Derrick L. Middleton explores these complicated issue in his short documentary film Shape Up: Gay in the Black Barbershop, a project which just won the Grand Prize in Documentary film at the March on Washington’s Student and Emerging Filmmaker Competition this past week.
“It feels amazing to be recognized for a film that I created to address homophobia in my community especially following the Orlando massacre,” Middleton said in a phone interview. “It’s a great opportunity.”
The MOWFF ran from July 13th through July 23rd with the purpose of bringing continued awareness about the Civil Rights Era and helping to “inspire” people towards activism.
“An important part of the festival is to connect our history to our future,” said Robert Raben, a founder of the film festival. “We offer a platform for people to tell the truth, through film, art and scholarship. We can’t make progress without americans having an accurate understanding of what we’ve been through.”
Now in it’s fourth year, the MOWFF created the film competition to encourage and connect with more youth, Raben explained.
“The existence of this competition has allowed us to reach younger people around the country, and drawn them into the questions of civil rights,” Raben said, adding that the contest received 79 submissions.
Shape Up was one of four other films to be honored with awards.
For Middleton the mechanics of making the film was a years long endeavor which transformed from fear into action.
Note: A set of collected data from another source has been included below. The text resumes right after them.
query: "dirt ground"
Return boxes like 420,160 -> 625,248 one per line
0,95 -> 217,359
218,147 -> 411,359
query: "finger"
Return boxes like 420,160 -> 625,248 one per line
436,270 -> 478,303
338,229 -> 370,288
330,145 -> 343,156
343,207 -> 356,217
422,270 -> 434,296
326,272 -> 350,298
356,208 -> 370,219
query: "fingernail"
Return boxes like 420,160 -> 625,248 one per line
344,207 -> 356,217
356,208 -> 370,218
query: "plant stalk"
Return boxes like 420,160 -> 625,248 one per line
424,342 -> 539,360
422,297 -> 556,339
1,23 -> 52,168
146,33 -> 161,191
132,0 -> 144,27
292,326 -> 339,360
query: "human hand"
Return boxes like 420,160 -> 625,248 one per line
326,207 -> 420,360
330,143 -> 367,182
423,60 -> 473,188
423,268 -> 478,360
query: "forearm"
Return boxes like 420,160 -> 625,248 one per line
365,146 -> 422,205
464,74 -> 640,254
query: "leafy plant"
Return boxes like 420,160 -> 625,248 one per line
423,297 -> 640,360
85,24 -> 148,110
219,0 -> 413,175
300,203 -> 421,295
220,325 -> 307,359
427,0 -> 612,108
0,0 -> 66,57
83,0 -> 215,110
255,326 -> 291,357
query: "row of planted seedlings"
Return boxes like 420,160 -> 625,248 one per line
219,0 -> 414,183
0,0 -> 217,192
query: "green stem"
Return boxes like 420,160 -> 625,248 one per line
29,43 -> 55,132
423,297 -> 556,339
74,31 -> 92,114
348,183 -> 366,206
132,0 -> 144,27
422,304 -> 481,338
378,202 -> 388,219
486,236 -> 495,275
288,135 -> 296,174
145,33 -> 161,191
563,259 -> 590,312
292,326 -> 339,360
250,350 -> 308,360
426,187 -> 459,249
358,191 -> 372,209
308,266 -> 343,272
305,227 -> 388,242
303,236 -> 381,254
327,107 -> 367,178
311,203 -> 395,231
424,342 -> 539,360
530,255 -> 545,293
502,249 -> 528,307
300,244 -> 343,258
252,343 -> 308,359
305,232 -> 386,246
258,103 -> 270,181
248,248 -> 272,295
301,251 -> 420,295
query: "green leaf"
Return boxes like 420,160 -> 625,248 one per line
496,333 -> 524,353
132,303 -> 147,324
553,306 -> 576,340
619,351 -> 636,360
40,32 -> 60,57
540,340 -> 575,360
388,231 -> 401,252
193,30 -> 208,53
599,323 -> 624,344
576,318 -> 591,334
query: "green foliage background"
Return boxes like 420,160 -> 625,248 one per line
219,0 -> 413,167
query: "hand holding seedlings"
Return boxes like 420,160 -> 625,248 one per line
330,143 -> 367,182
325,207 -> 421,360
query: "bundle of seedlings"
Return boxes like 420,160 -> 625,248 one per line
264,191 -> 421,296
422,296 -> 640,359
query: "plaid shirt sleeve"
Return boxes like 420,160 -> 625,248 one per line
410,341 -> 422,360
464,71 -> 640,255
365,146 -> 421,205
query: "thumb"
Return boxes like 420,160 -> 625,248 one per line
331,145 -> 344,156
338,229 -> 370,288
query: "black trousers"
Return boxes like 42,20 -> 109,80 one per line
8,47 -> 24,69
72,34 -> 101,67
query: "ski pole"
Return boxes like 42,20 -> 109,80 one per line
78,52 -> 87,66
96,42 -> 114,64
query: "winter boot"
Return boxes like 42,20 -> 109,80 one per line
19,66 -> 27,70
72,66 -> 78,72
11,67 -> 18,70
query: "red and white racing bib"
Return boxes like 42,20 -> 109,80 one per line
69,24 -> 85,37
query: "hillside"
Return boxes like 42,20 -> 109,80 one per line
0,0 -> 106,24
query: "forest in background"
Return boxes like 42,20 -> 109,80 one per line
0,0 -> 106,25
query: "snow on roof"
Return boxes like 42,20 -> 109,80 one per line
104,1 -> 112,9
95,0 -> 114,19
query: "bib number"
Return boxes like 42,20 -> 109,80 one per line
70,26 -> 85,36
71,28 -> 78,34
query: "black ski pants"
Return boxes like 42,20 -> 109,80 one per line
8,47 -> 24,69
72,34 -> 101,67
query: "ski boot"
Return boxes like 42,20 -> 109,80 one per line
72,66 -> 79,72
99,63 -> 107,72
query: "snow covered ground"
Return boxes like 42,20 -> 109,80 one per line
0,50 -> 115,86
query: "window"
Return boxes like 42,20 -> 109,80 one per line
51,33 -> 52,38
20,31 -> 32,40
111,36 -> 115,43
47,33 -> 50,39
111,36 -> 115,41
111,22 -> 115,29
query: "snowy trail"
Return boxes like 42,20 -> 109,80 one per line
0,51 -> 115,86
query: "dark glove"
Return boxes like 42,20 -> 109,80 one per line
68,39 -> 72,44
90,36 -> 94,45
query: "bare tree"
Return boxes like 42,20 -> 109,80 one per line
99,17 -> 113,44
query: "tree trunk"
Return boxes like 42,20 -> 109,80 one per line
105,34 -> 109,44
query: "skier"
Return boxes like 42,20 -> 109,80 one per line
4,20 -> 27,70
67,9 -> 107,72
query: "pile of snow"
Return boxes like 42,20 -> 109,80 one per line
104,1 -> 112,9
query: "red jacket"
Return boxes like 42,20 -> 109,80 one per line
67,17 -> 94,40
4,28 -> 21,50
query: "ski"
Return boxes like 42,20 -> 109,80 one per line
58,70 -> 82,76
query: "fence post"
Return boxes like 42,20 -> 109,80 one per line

“Ever since I was a little boy I felt really intimidated in barber shops,” Middleton said. “My family would make jokes about how I was a bit more effeminate. I was hyper aware of the fact that I was different.
“When my father first took me you got the sense that it was extremely hyper masculine I remember multiple incidents (when) I was afraid.”
The film was originally supposed to be a feature, scripted, but as Middleton kept telling people about his idea, more and more people shared their own experiences at the barbershop.
And then a couple years back Middleton was actually kicked out of a chair.
“The barber I regularly went to was unavailable on a particular day,” Middleton said, “So I went around looking for a random barber shop. My process as I walked by was to see if it was crowded the more crowded the more likely you were to be a target.”
One particular barber spotted him looking and invited him in for a cut. Middleton sat in the chair and began describing how he wanted his hair to look.
“He (The barber) cuts me off he said ‘this ain’t no beauty shop. This ain’t no sissy shit.’ I froze,” Middleton continued.
“I walked out the shop and it was just like I was embarrassed and I was ashamed because I didn’t stand up for myself.”
Middleton saw the film as a way to create dialogues around the issue of homosexuality and inclusiveness within the barbershop. Along the way he was surprised at what he learned.
“Heterosexual men have no clue that this issue exists.” Middleton said. “When you go into a barbershop the majority of men assume that everyone is straight.”
He found barbershops that had rules of conduct posted on the wall against profanity but the words “faggot” and “bitch” were actively used despite the warning.
He also found a dotted lined between homophobia and misogyny, “which is why some mothers drop their sons off,” Middleton added.
But the young filmmaker wants to be clear he did not intend to do a takedown piece on black men or barbershops.
“I didn’t set out to show the black barbershop as a hostile environment,” Middleton said. “I actually praise it as a pillar of the community. I wanted to highlight all the great things that happen in barbershop and that gay men have always been there and we want a safe space. A lot of times we sit in silent because we don’t want to be targets.”
The project is already receiving attention from film festivals and press, which is all Middleton said he wished for when doing the project.
“When you put out your work you hope it will start a dialogue,” Middleton said. “The most you could ask for is that people would start thinking about it. And people become aware of the issue.”
Middleton isn’t slowing down. HIs next project is a visual EP entitled “Good People Do Bad Things” under his performing moniker Dexter_Lammar.